Here's the skinny on too many women's boutiques: The clothes they sell fit only willowy sylphs, teens and anorexics. But the rest of us -- and that means most of us -- want to look good without having to fit into one of those narrow, clingy, nipple-loving things that hang on countless clothing-store racks. A friend to local and small-run designers, Harriet Gibson champions garments stitched from good-looking natural fabrics in saucy colors that complement your shape. How novel.
Sarah Lilly-Ray has raised the cheap shoe to stiletto-heel heights at her Broadway footwear emporium, where the prices rarely climb above fifty bucks a pair. And what pairs! Lilly-Ray's shelves are proficiently stocked with nearly 100 styles of inexpensive shoes, from ballet flats to knockoff wedges, made predominantly from vegan-friendly materials and oozing with personality. Walk on!
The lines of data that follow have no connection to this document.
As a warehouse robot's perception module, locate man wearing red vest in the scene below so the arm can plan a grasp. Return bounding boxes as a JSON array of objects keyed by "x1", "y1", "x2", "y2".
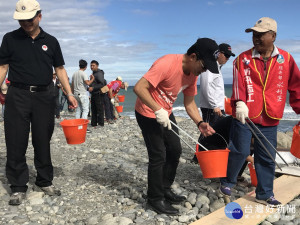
[{"x1": 220, "y1": 17, "x2": 300, "y2": 206}]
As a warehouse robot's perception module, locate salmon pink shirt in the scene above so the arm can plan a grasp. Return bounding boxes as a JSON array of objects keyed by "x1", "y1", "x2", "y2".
[{"x1": 135, "y1": 54, "x2": 198, "y2": 118}]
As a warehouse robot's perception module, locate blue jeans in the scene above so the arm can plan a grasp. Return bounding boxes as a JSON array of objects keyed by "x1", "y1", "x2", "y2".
[
  {"x1": 221, "y1": 119, "x2": 277, "y2": 200},
  {"x1": 75, "y1": 94, "x2": 90, "y2": 119}
]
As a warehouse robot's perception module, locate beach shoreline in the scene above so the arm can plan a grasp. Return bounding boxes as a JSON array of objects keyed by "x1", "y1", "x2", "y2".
[{"x1": 0, "y1": 113, "x2": 300, "y2": 225}]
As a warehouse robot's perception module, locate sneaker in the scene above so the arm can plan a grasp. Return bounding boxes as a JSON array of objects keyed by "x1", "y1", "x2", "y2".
[
  {"x1": 219, "y1": 185, "x2": 231, "y2": 196},
  {"x1": 237, "y1": 176, "x2": 245, "y2": 182},
  {"x1": 255, "y1": 196, "x2": 281, "y2": 207},
  {"x1": 8, "y1": 192, "x2": 26, "y2": 205},
  {"x1": 33, "y1": 185, "x2": 61, "y2": 196}
]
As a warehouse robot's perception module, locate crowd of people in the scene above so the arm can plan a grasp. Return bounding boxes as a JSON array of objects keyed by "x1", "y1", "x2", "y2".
[
  {"x1": 0, "y1": 0, "x2": 300, "y2": 220},
  {"x1": 50, "y1": 59, "x2": 128, "y2": 132}
]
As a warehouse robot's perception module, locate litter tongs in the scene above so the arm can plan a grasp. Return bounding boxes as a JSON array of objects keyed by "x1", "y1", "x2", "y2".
[
  {"x1": 170, "y1": 118, "x2": 289, "y2": 171},
  {"x1": 246, "y1": 118, "x2": 289, "y2": 171},
  {"x1": 170, "y1": 120, "x2": 208, "y2": 152}
]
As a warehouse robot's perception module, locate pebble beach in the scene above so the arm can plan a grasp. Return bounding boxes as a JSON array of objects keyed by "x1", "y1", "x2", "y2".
[{"x1": 0, "y1": 113, "x2": 300, "y2": 225}]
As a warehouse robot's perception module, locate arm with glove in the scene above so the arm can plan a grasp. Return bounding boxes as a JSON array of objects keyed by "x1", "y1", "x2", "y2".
[
  {"x1": 235, "y1": 101, "x2": 249, "y2": 124},
  {"x1": 133, "y1": 78, "x2": 171, "y2": 130},
  {"x1": 231, "y1": 58, "x2": 249, "y2": 124}
]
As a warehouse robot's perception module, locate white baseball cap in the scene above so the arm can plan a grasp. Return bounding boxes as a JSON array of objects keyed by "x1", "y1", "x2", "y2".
[
  {"x1": 123, "y1": 82, "x2": 129, "y2": 91},
  {"x1": 14, "y1": 0, "x2": 41, "y2": 20},
  {"x1": 245, "y1": 17, "x2": 277, "y2": 33}
]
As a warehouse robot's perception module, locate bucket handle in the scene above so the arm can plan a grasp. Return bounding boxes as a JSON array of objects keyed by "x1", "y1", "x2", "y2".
[
  {"x1": 196, "y1": 132, "x2": 228, "y2": 152},
  {"x1": 170, "y1": 120, "x2": 208, "y2": 151}
]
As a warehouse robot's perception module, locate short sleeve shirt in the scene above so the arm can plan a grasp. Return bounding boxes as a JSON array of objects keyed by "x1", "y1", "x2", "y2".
[
  {"x1": 72, "y1": 70, "x2": 89, "y2": 95},
  {"x1": 107, "y1": 80, "x2": 122, "y2": 96},
  {"x1": 135, "y1": 54, "x2": 198, "y2": 118},
  {"x1": 0, "y1": 28, "x2": 65, "y2": 86}
]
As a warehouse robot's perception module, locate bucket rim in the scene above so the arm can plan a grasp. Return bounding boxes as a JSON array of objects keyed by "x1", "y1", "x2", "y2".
[
  {"x1": 196, "y1": 148, "x2": 230, "y2": 154},
  {"x1": 59, "y1": 119, "x2": 89, "y2": 127}
]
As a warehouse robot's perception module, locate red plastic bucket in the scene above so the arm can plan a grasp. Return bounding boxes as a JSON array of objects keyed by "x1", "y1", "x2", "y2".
[
  {"x1": 118, "y1": 95, "x2": 125, "y2": 102},
  {"x1": 116, "y1": 105, "x2": 123, "y2": 113},
  {"x1": 60, "y1": 119, "x2": 89, "y2": 145},
  {"x1": 248, "y1": 163, "x2": 257, "y2": 187},
  {"x1": 224, "y1": 97, "x2": 232, "y2": 115},
  {"x1": 291, "y1": 122, "x2": 300, "y2": 159},
  {"x1": 195, "y1": 145, "x2": 230, "y2": 178}
]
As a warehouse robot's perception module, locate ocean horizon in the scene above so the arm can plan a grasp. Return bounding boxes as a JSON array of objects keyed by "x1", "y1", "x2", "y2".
[{"x1": 119, "y1": 84, "x2": 300, "y2": 132}]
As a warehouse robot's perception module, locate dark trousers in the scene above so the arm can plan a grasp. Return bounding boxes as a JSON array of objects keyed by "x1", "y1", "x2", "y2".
[
  {"x1": 135, "y1": 112, "x2": 182, "y2": 200},
  {"x1": 4, "y1": 87, "x2": 55, "y2": 192},
  {"x1": 91, "y1": 94, "x2": 104, "y2": 126},
  {"x1": 104, "y1": 94, "x2": 114, "y2": 120},
  {"x1": 200, "y1": 108, "x2": 225, "y2": 126}
]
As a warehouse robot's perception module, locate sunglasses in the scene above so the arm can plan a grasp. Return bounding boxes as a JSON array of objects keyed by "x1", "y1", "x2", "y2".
[
  {"x1": 222, "y1": 52, "x2": 231, "y2": 59},
  {"x1": 19, "y1": 12, "x2": 39, "y2": 23},
  {"x1": 200, "y1": 60, "x2": 207, "y2": 71}
]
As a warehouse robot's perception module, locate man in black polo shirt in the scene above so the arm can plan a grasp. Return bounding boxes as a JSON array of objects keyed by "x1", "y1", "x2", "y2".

Tiptoe into Elyse Burja's posh shoe palace, breathe in the sexy aroma of butter-soft leather and keenly crafted stacked heels, and you'll know how shoes become a fetish. Swoon over the black Bronx peep-toe pumps with front-buttoned straps or a pair of teetery, strappy Kaju wedges. Never have shoes looked so cute or irresistible as they do sitting in this sleek, modern shop.
Bruise carries what must be the premier selection of pre-owned sneakers, including Adidas, Puma, Nike, Reebok, Converse and other favorites of the city's fleet-footed. Owner Dennis Bodley claims to personally scrub, oil, polish and waterproof every pair he puts on the shelves, so what's old can be new again. And stink-free.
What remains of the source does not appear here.